Last night two new actors joined us in rehearsals for “The Good Faith.” It’s hard to walk in cold to a show, especially a musical, but they fit in pretty easily, which made me feel good about the rest of the group. If we weren’t sneakily having fun, it wouldn’t be easy for new arrivals to fit in.
I love the microcosms. My scene partner was originally Frank D’Amico, with whom I’ve done several readings and a couple of short scene studies at the Telephone Bar poetry series. Frank had to quit and was replaced early on by Paul Albe, which was a wonderful surprise: Paul and I worked together back in about 1989 with the Arden Party Theatre Company, doing a summer season in Sandy Hook, New Jersey. We were in productions of Shakespeare’s “Love’s Labors Lost” (I played Nathaniel, the Excitable Curate) and Peter Weiss’ “Marat/Sade” (Marat), and Paul might also have been in our “Doctor in Spite of Himself” (Sganarelle). Every so often I’ll spot him in a movie, but we hadn’t seen each other in years.
That was a turbulent time – no, actually, we’re not going to discuss it now – and rumbling through rumblings past with Paul has reminded me how frantic the season was. It turns out I’ve basically forgotten, or “forgotten” (as they’d say in therapy, insert air quotes as desired), all but the most basic shape of that summer. Paul, who chose not to frolic in our Reindeer Games by the beach, remembers events much more clearly than I, and dredges up pearls from those distant harbors that leave me blinking and surprised.
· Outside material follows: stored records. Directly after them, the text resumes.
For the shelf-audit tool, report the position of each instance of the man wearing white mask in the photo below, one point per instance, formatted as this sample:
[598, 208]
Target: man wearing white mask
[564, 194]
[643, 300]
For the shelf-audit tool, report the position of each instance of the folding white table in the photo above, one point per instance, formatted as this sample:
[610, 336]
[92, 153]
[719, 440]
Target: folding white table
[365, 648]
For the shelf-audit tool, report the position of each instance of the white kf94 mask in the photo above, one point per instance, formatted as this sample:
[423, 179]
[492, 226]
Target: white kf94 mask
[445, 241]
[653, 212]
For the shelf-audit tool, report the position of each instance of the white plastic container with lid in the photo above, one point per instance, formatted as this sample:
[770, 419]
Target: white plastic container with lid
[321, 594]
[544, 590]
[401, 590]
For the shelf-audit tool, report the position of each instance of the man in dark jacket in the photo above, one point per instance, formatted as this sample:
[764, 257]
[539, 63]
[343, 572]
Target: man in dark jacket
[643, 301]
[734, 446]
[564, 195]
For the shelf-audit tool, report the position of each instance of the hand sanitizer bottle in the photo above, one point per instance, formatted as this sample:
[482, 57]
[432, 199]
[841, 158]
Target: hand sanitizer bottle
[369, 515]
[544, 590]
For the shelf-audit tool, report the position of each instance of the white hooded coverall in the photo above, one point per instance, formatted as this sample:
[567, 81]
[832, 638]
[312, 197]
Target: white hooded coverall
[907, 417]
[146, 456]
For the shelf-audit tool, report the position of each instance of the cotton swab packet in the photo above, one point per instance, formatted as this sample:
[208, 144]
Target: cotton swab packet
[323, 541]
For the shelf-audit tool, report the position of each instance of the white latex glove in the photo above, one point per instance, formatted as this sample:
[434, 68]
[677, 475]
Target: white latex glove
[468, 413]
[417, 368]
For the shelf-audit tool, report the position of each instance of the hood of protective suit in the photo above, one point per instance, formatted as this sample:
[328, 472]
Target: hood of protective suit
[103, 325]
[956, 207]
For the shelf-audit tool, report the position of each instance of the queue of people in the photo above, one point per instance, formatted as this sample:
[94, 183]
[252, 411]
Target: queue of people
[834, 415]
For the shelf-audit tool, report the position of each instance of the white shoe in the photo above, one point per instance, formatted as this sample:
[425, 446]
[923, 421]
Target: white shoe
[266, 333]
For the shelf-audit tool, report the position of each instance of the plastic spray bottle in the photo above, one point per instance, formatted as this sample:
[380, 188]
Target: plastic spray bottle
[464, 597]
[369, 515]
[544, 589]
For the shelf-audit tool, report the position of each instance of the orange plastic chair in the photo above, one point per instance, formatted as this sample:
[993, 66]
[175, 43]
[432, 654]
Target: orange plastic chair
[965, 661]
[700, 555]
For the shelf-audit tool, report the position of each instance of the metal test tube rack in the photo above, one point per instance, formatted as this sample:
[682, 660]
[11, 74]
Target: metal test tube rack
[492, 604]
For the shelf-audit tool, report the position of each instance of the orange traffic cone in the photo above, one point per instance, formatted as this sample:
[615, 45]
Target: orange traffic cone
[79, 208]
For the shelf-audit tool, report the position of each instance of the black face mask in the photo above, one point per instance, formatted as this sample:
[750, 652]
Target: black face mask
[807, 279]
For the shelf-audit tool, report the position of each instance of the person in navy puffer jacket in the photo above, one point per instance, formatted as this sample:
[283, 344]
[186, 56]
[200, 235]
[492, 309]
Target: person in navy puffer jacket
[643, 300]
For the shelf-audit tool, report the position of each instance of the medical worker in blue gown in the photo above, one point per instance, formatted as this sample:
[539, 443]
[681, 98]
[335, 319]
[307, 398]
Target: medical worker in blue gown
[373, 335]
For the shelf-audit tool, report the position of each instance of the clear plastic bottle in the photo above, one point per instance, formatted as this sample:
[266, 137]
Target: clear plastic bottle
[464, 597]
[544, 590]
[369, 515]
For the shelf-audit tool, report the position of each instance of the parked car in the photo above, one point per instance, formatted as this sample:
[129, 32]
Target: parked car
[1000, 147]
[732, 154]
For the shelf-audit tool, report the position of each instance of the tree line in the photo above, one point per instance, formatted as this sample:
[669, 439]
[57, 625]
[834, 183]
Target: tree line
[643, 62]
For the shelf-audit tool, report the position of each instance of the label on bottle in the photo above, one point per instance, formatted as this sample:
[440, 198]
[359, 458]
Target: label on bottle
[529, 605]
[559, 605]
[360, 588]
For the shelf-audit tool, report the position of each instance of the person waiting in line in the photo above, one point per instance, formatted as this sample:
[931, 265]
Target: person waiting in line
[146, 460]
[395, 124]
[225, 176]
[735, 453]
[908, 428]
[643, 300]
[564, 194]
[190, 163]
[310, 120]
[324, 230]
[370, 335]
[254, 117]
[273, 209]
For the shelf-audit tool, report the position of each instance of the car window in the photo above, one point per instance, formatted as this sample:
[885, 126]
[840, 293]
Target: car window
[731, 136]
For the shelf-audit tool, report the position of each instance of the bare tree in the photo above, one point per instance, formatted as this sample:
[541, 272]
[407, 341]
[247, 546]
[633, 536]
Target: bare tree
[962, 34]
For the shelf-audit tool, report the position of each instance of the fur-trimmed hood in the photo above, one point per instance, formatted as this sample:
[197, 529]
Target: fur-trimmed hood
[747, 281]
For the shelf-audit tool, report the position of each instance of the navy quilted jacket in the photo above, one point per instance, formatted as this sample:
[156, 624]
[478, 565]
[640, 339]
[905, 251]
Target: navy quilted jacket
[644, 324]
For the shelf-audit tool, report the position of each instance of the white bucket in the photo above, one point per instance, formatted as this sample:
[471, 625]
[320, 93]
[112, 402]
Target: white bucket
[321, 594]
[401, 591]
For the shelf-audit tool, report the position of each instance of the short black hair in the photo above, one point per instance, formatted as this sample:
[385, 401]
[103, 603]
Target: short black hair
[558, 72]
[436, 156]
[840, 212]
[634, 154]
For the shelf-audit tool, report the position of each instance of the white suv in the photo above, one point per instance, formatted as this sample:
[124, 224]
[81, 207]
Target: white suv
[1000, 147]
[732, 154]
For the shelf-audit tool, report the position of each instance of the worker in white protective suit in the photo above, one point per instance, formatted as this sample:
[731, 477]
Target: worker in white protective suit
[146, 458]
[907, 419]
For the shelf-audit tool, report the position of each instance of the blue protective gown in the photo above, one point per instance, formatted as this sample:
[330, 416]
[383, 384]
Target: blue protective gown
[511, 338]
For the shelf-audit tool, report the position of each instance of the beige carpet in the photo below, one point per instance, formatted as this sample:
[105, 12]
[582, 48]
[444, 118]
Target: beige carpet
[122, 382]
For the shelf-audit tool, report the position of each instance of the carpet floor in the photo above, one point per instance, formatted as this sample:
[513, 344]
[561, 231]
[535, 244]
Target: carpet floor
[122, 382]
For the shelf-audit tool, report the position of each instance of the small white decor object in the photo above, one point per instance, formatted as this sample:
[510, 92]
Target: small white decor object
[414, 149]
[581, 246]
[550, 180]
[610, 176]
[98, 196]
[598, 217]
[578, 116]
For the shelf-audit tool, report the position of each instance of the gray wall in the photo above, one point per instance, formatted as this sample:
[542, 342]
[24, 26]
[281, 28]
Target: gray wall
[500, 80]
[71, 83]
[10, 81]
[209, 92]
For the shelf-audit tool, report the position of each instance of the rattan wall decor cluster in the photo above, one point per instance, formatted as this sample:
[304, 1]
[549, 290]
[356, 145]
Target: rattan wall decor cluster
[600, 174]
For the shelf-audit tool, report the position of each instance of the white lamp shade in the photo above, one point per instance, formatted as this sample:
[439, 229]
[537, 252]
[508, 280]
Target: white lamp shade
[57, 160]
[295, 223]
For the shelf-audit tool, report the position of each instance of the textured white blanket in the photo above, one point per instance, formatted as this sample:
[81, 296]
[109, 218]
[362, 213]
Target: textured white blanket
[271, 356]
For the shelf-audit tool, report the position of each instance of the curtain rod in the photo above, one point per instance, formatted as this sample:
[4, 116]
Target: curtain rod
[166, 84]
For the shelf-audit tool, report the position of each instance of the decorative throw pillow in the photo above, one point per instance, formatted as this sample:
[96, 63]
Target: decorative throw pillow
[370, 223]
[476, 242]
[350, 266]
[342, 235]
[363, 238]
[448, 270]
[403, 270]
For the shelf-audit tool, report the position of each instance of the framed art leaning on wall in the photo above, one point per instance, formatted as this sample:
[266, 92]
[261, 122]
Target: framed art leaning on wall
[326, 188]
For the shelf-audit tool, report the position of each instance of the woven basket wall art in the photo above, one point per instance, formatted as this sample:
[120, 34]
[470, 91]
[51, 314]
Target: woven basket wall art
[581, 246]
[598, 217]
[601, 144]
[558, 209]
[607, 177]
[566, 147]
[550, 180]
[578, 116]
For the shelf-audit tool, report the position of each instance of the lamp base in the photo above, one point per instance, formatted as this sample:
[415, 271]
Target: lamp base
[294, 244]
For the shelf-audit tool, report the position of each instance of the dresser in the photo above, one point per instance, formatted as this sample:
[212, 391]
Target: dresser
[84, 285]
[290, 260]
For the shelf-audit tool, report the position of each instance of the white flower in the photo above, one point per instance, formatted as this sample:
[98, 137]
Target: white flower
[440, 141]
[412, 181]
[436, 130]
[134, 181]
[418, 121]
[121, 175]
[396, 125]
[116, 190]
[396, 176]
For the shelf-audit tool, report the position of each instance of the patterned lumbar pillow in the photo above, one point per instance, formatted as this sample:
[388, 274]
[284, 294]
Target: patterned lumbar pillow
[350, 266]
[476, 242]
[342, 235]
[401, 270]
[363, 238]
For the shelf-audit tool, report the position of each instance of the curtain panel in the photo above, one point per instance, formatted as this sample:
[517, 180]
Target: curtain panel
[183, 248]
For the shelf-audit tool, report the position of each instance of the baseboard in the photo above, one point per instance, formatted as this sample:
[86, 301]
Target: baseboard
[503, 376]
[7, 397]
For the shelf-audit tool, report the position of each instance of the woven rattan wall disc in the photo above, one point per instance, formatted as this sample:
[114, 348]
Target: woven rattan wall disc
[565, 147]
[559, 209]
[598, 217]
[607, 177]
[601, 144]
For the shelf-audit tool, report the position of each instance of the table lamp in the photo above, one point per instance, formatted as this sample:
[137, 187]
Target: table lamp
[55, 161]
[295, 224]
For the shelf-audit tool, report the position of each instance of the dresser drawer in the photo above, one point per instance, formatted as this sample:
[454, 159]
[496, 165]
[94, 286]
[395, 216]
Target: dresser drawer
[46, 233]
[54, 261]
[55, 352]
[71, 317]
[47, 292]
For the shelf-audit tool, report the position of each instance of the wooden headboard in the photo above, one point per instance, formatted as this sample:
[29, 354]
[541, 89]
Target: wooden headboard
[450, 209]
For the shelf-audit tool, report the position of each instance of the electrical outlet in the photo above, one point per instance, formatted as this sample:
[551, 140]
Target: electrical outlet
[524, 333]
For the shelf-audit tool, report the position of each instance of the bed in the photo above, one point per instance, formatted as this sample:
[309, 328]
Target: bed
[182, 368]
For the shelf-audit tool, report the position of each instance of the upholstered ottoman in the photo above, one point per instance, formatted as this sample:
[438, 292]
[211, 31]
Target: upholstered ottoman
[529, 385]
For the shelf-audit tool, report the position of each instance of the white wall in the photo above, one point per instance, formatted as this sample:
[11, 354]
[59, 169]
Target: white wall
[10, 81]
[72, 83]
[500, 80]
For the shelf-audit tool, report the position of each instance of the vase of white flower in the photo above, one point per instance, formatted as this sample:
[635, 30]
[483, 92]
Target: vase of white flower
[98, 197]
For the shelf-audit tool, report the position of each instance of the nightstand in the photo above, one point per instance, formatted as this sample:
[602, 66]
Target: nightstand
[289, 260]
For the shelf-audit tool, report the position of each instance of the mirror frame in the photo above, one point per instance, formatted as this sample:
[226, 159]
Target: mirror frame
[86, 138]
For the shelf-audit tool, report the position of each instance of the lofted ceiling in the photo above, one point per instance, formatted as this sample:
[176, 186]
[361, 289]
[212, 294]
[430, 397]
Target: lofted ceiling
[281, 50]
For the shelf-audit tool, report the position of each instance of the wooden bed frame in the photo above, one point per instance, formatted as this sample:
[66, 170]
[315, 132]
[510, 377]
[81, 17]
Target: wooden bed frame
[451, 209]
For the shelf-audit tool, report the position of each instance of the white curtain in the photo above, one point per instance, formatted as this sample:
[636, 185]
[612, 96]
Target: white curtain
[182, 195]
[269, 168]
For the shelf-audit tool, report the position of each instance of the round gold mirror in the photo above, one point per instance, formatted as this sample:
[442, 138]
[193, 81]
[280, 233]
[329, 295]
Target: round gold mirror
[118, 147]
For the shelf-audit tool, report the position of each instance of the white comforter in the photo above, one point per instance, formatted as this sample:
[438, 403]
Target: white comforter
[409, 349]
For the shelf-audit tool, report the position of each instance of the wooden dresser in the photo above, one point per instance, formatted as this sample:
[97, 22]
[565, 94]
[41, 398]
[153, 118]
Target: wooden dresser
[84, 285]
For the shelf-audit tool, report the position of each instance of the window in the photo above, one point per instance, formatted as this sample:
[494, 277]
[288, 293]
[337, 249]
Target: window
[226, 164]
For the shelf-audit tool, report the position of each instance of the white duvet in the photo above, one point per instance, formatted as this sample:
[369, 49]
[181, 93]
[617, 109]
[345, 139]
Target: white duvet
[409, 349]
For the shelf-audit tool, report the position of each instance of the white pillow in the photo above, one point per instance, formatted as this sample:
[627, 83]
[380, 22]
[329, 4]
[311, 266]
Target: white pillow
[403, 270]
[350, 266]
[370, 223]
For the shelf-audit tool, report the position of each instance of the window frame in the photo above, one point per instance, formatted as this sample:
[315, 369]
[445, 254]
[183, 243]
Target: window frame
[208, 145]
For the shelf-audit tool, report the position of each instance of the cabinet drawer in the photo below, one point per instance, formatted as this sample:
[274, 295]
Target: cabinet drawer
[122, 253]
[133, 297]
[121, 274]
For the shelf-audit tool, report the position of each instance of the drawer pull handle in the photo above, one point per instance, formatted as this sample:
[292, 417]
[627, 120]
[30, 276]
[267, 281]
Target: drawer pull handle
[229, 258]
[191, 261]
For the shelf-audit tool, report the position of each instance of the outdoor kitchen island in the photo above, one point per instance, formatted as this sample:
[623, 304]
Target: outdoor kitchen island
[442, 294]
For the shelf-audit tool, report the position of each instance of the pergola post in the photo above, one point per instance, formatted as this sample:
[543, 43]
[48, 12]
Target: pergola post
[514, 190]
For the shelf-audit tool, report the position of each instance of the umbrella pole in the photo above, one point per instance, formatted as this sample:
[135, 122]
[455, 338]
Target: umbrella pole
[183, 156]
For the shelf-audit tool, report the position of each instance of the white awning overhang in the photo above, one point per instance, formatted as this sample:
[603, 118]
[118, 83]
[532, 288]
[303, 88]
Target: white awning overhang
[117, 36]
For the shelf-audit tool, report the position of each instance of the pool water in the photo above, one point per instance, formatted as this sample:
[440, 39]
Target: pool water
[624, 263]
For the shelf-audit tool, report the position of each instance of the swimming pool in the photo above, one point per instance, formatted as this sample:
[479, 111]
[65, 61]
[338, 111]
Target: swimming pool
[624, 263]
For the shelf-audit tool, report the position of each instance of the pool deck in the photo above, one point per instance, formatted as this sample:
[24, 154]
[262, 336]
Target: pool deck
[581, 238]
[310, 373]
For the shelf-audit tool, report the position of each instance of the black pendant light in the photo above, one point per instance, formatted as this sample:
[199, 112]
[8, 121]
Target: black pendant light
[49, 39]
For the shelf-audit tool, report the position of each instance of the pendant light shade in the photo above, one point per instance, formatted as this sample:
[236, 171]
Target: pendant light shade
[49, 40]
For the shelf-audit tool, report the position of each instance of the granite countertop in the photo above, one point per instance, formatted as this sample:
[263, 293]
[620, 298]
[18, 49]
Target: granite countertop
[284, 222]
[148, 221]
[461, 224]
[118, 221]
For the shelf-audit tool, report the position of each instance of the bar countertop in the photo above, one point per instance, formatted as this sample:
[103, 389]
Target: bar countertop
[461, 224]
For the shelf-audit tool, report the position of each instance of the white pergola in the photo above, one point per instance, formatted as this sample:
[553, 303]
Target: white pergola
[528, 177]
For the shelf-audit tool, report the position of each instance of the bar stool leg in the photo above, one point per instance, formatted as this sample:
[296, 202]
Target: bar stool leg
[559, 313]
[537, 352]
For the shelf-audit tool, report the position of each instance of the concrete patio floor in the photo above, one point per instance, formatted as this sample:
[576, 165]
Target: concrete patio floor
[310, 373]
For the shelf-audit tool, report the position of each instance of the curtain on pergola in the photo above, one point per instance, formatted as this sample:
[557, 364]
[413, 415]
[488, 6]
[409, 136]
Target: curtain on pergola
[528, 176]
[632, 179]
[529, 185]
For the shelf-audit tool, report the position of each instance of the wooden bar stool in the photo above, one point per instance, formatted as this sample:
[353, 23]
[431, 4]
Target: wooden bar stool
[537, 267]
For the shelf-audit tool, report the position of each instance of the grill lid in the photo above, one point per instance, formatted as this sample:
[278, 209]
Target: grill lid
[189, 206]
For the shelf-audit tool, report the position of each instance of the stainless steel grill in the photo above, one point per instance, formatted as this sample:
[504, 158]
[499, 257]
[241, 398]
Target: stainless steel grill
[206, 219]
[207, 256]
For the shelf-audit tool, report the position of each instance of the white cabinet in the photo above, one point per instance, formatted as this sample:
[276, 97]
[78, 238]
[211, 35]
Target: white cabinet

I blame the solar flares. Damn solar flares get into everything.
One of the girls who joined last night looked familiar, in a she-sure-is-cute-do-I-know-her-or-am-I-making-that-up? kind of way. Her name, Christiane Szabo, sounded familiar too, and I just couldn’t quite place her. After rehearsal I braved the soak out to Williamsburg for a session with Pierre at the Spuyten Duyvil beer bar, and midway through a righteous shared bottled of Freeminer Deep Shaft Stout it came to me: I’d seen her name in the list of singers at this past September’s Dewey Beach Music Conference, where I was a speaker. Either she’s at home now trying to figure out who I am, or she didn’t come to my Indie Labels panel. Tsk.
Circles, circles. Most people who successfully come to terms with the City learn this simple lesson: New York really is a small town. A clumsy, brusque, arrogant, overgrown, self-indulgent and sometimes mean small town, but a small town at heart.